Rapport CC-vertonersveld door Erik Martens (VAF) Het VAF heeft een nieuwe taak: ondersteunen van filmcultuur, de culturele beleving van film. Voor ons zijn de CC’s een witte vlek. Mensen gaan nog altijd naar de bioscoop, de oudste en nog altijd de meest ideale setting voor het kijken naar film. Filmcultuur: arthouse cinema’s, maar ook filmfestivals. In Nederland is er (in tegenstelling tot Vlaanderen) altijd een beleid geweest rond spreiding van artistieke filmvertoning. In Vlaanderen hebben we dus geen filmhuizen, wel polyvalente CC’s, gebouwd in de eerste plaats rond een centrale theaterzaal. Film is er altijd het kleine broertje geweest, en vulde de gaatjes in de programmatie. Dit in tegenstelling tot Nederland, waar filmcultuur wel altijd een beleidsprioriteit was. Art house cinema’s: 7 in totaal waar nieuwe art house films worden vertoond (profit en non-profit). 4 ervan zijn commerciële bedrijfjes, de andere 3 zijn gesubsidieerde plekken. Art house zalen in 5
Nederland: 106 art house zalen. Het Eye Instituut in NL, een vlaggenschip voor film dat wij niet hebben. Art house zalen in Frankrijk: 1088 zalen in 2014. In 2014 waren er 376.000 toeschouwers in de Vlaamse art house cinema’s. Op de filmfestivals: 330.689 toeschouwers. Filmcultuur in de CC-huizen (ook gemeenschapscentra): 379.829 toeschouwers in 2014, verrassend! Dus 35% in CC’s t.o.v. 35% in de art houses en 30% festivalvertoningen. In totaal ongeveer een miljoen toeschouwers voor art house cinema, dat is iets meer dan 10% van het totale bioscoopbezoek in Vlaanderen. 3810 CC-vertoningen in 2014 (<-> art houses vertonen veel meer). Gemiddeld 99,69 toeschouwers per vertoning. Top 10 wekelijkse vertoningen: - CC Zwaneberg - CC Strombeek - CC De Kern - CC Sint-NIklaas - CC Scharpoord - CC Lokeren - CC Achterolmen - CC De Meent - CC Het Perron Welke films? Veel Vlaamse films, voor het overige geen echte multiplex-films. Films die erkenning hebben gekregen. Ze vertonen meestal op dinsdag, niet in de zomervakantie. Een ticket kost 6 euro gemiddeld. Publiek ouder dan 40, trouw publiek. -
-
CC-vertoners zijn een soort Open Filmclub. In nogal wat CC’s wordt de programmatie overigens verzorgd door een filmclub. CC-vertoners zijn ook een soort buurtcinema: nabijheid, mensen gaan zelden ver naar een film. Mobiliteit is een belangrijk issue, parkeergelegenheid is belangrijk. Tweedevertonerscircuit: afstand van 3 maanden, kan nuttig zijn om aanbod te filteren, ‘follow the guide’ principe: het publiek volgt de gids. Welke documentatie gebruiken de CC’s? Filmmagie, Knack, Humo, Vertigo, De Morgen, De Standaard. Familiefilm komt van in aanzienlijke mate van Jekino (15 van de 25 meest gedraaide films). Schoolvertoningen lopen vaak minder goed, vooral de hogere jaren van het middelbaar. Scholen organiseren ook meer en meer zelf voorstellingen. Infrastructuur: DCP/2K (digitale cinema infrastructuur): 20 CC-vertoners hebben eigen infrastructuur, 13 CC-vertoners doen beroep op de DCP infrastructuur van een nabijgelegen commerciële vertoner. Ticketverkoop in de CC’s is de voorbije tien jaar heel aanzienlijk gestegen.

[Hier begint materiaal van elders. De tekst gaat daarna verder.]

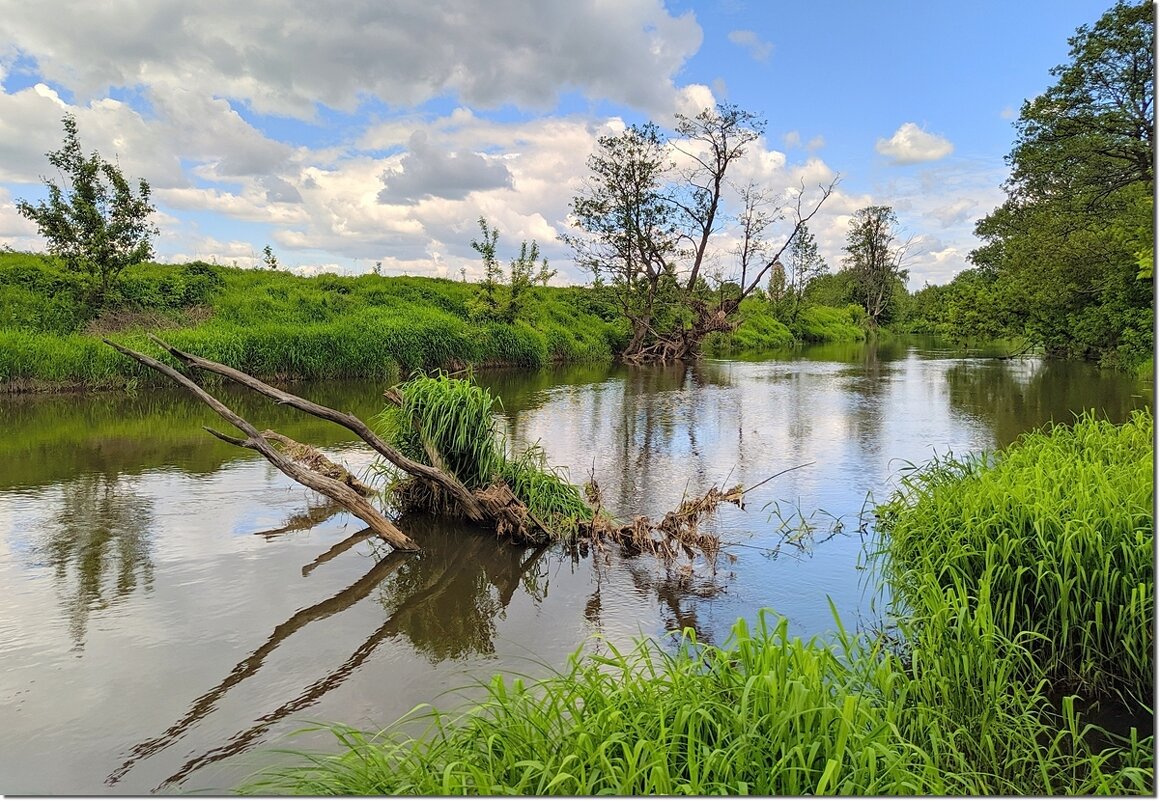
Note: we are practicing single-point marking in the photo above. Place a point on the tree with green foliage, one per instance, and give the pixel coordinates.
(500, 301)
(1071, 248)
(646, 223)
(874, 256)
(93, 219)
(803, 264)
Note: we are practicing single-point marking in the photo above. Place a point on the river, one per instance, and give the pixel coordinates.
(174, 606)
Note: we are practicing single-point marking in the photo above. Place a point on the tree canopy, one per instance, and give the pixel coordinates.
(93, 219)
(1071, 250)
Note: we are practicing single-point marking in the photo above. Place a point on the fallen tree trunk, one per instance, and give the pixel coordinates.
(491, 500)
(320, 483)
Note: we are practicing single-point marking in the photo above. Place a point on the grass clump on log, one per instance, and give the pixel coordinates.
(1009, 575)
(450, 424)
(1051, 539)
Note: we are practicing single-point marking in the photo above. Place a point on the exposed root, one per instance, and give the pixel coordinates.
(674, 534)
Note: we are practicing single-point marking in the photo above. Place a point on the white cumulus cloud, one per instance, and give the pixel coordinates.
(759, 49)
(912, 145)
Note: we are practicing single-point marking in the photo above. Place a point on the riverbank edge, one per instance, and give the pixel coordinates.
(898, 712)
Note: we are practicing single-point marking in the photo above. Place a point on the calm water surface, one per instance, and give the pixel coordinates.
(175, 606)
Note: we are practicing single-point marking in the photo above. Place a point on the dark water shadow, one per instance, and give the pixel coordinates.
(443, 601)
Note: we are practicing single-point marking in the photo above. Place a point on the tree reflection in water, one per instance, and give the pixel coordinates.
(99, 546)
(443, 601)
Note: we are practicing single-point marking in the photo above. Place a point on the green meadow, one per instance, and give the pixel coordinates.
(278, 325)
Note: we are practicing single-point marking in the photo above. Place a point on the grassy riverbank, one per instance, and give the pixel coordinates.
(276, 323)
(1016, 580)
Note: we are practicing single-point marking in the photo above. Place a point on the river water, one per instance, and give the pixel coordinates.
(174, 607)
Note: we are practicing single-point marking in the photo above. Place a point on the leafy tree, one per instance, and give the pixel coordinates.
(645, 227)
(500, 301)
(831, 289)
(1071, 249)
(874, 256)
(93, 219)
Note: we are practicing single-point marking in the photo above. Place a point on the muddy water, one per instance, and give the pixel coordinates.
(174, 606)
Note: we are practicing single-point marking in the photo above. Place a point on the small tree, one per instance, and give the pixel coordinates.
(495, 300)
(93, 220)
(874, 255)
(804, 264)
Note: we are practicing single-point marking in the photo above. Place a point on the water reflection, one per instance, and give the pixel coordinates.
(1015, 397)
(444, 602)
(477, 577)
(49, 439)
(99, 546)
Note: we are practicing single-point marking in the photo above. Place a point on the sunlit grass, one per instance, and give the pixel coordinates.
(450, 423)
(1055, 537)
(766, 714)
(1012, 574)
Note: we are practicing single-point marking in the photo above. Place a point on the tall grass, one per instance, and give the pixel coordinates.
(278, 325)
(1007, 572)
(827, 323)
(450, 423)
(766, 714)
(1053, 539)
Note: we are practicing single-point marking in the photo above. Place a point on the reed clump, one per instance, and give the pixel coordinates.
(961, 698)
(1052, 539)
(450, 423)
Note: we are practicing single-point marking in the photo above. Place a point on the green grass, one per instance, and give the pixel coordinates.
(450, 423)
(827, 323)
(766, 714)
(1053, 537)
(277, 325)
(1009, 574)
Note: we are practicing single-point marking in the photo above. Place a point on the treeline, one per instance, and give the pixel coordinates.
(1067, 260)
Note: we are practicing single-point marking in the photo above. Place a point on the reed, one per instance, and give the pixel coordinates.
(1009, 575)
(1055, 537)
(450, 423)
(766, 714)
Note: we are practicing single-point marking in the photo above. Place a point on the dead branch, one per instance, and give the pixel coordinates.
(313, 459)
(444, 481)
(678, 532)
(326, 486)
(303, 521)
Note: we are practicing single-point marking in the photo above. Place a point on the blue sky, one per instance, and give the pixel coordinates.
(381, 132)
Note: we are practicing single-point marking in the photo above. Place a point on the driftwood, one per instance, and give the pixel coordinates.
(444, 481)
(494, 505)
(254, 441)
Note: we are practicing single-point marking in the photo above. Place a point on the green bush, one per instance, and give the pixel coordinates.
(828, 323)
(1052, 539)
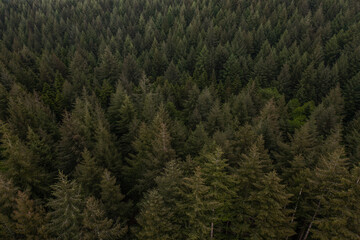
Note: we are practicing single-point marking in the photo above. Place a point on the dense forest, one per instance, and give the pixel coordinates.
(169, 119)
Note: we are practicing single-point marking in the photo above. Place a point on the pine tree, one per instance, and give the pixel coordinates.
(7, 205)
(29, 218)
(65, 216)
(197, 206)
(267, 209)
(155, 219)
(333, 186)
(97, 226)
(23, 164)
(112, 198)
(221, 192)
(88, 174)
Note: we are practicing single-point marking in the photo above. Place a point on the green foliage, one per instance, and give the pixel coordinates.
(97, 226)
(66, 206)
(143, 94)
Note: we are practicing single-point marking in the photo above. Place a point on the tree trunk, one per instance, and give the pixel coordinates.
(312, 221)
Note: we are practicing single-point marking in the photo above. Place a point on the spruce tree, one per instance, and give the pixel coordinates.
(155, 219)
(66, 206)
(97, 226)
(112, 198)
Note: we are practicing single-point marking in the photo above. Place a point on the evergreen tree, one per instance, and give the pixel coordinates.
(65, 216)
(29, 218)
(267, 209)
(112, 198)
(97, 226)
(197, 205)
(88, 174)
(155, 219)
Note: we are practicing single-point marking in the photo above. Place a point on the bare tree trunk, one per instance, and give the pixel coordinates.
(212, 231)
(297, 203)
(312, 221)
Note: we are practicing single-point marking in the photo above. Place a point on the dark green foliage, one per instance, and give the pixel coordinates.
(144, 94)
(65, 216)
(97, 226)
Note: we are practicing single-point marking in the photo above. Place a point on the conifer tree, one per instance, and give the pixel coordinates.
(267, 209)
(155, 219)
(65, 216)
(111, 197)
(7, 204)
(221, 192)
(88, 174)
(197, 205)
(29, 218)
(97, 226)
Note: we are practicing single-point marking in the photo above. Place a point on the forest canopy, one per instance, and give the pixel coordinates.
(159, 119)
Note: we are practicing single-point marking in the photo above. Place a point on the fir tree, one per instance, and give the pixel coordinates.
(65, 216)
(97, 226)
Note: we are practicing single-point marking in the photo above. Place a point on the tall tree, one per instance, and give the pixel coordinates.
(65, 216)
(97, 226)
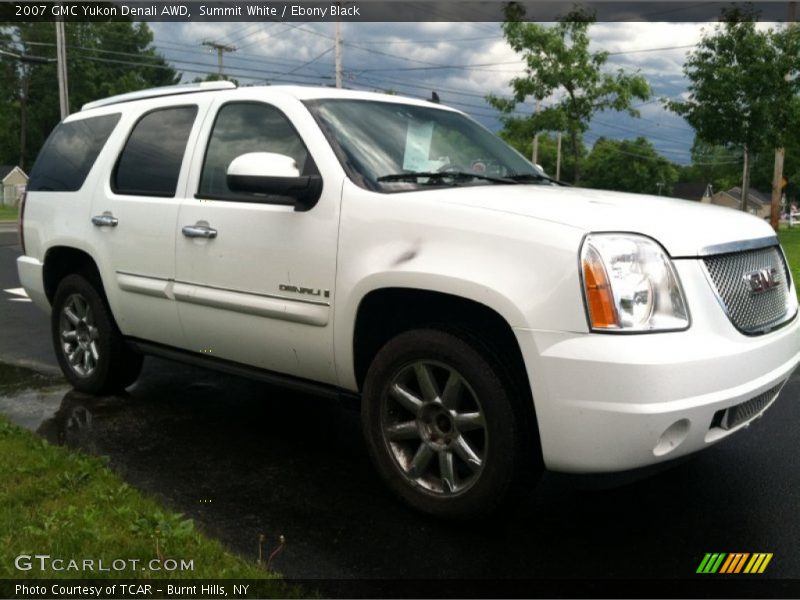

Hoe zien de CC’s hun toekomst? Status quo (41), expansie (8 + 8 misschien), inkrimpen (3-). Nochtans zijn er veel argumenten voor uitbreiding: er is een grote schaarste aan plekken voor filmcultuur (zeker t.o.v. andere landen), er is een immens aanbod van hoge kwaliteit, een immense diversiteit (films van over heel de wereld), kwaliteitsprogrammatie heeft succes, het medium is heel laagdrempelig voor een nieuw publiek, het is goedkoop en genereert zelfs inkomsten. 6
Aanbevelingen: - CCinema’s - Aandacht voor kwalitatieve infrastructuur - DCP voor wekelijkse vertoners - Vertoon wekelijks - Ook familievertoningen wekelijks - Samenwerken, netwerken onder vertoners, samen projecten opzetten, ideeën uitwisselen - Ambitie en gedrevenheid loont - Doe meer
Korte reactie van Marleen Platteau (raadgever cultuur kabinet Sven Gatz) CC’s leveren een sterke bijdrage aan filmcultuur in Vlaanderen. Wat mij opviel is het tweedevertonerscircuit, wat de mogelijkheid geeft om meer synergie en netwerking tussen CC’s, art houses, festivals te creëren. Interessant element is ook het publiek, het is misschien wel een ouder wordend publiek maar wel een omvangrijk en loyaal publiek. Er ligt een kans in het feit dat het publiek bestaat uit meerwaardezoekers, die zoeken naar omkadering, duiding, sfeer, mensen die mensen ontmoeten en ook graag de makers ontmoeten. Het element van nabijheid is een opportuniteit. Meer werken op regio’s, om die cultuur meer op te schalen. Een gedeelde verantwoordelijkheid tussen Vlaanderen en het lokale niveau. Samen met steden en gemeenten willen we gaan zoeken hoe we op andere modellen kunnen komen. Samenwerking stimuleren; deskundigheid vanuit het VAF samen met CC’s.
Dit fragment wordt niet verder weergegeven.